À mon corps de maman

Mes premières vergetures sont apparues à quatre mois de grossesse. Je n’avais ce jour-là aucune idée de l’ampleur qu’elles allaient prendre, mais j’avais compris une chose.

Mon corps devenait celui d’une autre. 

Il ne serait plus jamais le même… et je craignais d’oublier ce qu’il avait un jour été.

Je n’avais pas eu le temps de faire mes adieux, car j’étais trop excitée par l’arrivée de ce nouvel être.
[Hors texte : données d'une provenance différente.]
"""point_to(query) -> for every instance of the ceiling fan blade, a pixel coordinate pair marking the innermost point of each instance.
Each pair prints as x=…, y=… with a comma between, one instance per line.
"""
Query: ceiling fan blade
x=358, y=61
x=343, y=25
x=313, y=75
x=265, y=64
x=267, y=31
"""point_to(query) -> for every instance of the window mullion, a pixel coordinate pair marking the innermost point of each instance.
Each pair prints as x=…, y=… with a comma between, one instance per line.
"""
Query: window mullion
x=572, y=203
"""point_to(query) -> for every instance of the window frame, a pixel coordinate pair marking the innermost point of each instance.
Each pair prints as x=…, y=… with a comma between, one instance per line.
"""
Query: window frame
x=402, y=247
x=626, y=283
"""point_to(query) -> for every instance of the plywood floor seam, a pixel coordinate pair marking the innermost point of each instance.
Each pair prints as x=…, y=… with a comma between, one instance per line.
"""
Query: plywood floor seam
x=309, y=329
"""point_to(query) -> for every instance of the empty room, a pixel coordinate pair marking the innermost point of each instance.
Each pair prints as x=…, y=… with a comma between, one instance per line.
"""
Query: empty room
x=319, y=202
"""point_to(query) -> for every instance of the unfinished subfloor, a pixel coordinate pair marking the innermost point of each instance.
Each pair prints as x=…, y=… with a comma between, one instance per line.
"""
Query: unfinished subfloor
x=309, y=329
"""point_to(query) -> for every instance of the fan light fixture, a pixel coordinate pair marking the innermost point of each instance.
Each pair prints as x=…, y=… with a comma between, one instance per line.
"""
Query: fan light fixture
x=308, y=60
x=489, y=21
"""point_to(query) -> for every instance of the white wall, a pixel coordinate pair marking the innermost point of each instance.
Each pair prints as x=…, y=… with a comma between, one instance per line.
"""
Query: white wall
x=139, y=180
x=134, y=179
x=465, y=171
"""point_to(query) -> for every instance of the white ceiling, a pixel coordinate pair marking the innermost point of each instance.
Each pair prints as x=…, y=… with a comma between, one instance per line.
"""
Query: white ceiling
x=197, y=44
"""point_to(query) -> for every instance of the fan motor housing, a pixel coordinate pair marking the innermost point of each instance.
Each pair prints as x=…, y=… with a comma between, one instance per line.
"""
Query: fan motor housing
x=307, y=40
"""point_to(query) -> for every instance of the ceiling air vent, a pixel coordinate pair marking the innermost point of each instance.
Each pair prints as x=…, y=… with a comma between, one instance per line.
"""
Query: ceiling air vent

Je changeais à vue d’œil, tout gonflait : mes seins, mon ventre, mes hanches, mes cuisses, mes joues et même mon entrejambe ! Pourquoi personne ne m’avait encore dit que ça changeait dans ce coin-là aussi ?

J’angoissais… jusqu’à ce que les vergetures grimpent davantage sur mon côté droit, là où ma cocotte posait toujours ses petits pieds derrière ma bedaine.

Et là, j’ai compris… c’était elle qui créait ces marques ! 

C’était l’empreinte qu’elle gravait sur mon corps.

Ses premiers dessins.

Sa signature personnelle.

Petit à petit, j’acceptais les rénovations qu’elle effectuait dans sa maison – même si, en temps normal, c’était moi, l’architecte.

Puis, elle est venue au monde. 

La peau de ventre a fripé, le double menton n’a pas démissionné et mes seins tombaient comme s’ils faisaient la baboune. Et les poches en dessous des yeux, faut-il les nommer aussi ?

Je me regardais dans le miroir tous les soirs, j’analysais un corps devenu étranger. Parfois, j’aimais ce que j’y trouvais. D’autres fois, j’évitais de me zyeuter trop longtemps.

Puis, à un certain moment, il y a eu un déclic. Je berçais ma fille, lovée dans mes bras, appuyée sur mon ventre, son ancienne demeure. Je regardais ce que j’avais créé, à partir de rien, grâce à mon corpsmon petit bébé.

J’ai compris que mon corps n’était pas devenu celui d’une autre, comme je l’avais cru au départ… Mais celui d’une mère. 
 

J’étais maman, j’avais toujours voulu être maman et maintenant que je l’étais je n’aimais pas le corps de maman qui venait avec ? M’étais-je réellement attendu à ce qu’un tel miracle se produise sans quelques preuves que ce soit arrivé ?

J’ai cessé de réprimander mon corps de ses changements et je l’ai plutôt remercié pour son travail. 

Je l’ai remercié d’avoir porté un bébé en bonne santé.

Je l’ai remercié de m’avoir permis de le mettre au monde sans complications.

Je l’ai remercié de me permettre d’offrir la vie, mais aussi le réconfort de mes bras et le lait de mes seins. La vibration apaisante de ma voix qui chante. Les ressources nécessaires en moi pour passer les nuits blanches. 

Mon corps est un miracle à l’origine de tout ce qui fait de moi une mère. 

Mes vergetures, mes seins mous et mon ventre flasque ne sont pas des sacrifices.

Ce sont les souvenirs d’un long voyage de neuf mois

Ce n’était pas le prix à payer, mais une récompense éternelle. 

Un jour mon bébé sera plus grand et je n’aurai pas besoin de regarder derrière en me demandant si c’était vraiment arrivé.

Je n’aurai qu’à flatter les douces ondulations sur mon ventre comme si je regardais de vieux albums photo.

Je n’aurai qu’à sourire en me souvenant qu’il y avait un jour une petite artiste qui faisait de moi sa première œuvre d’art.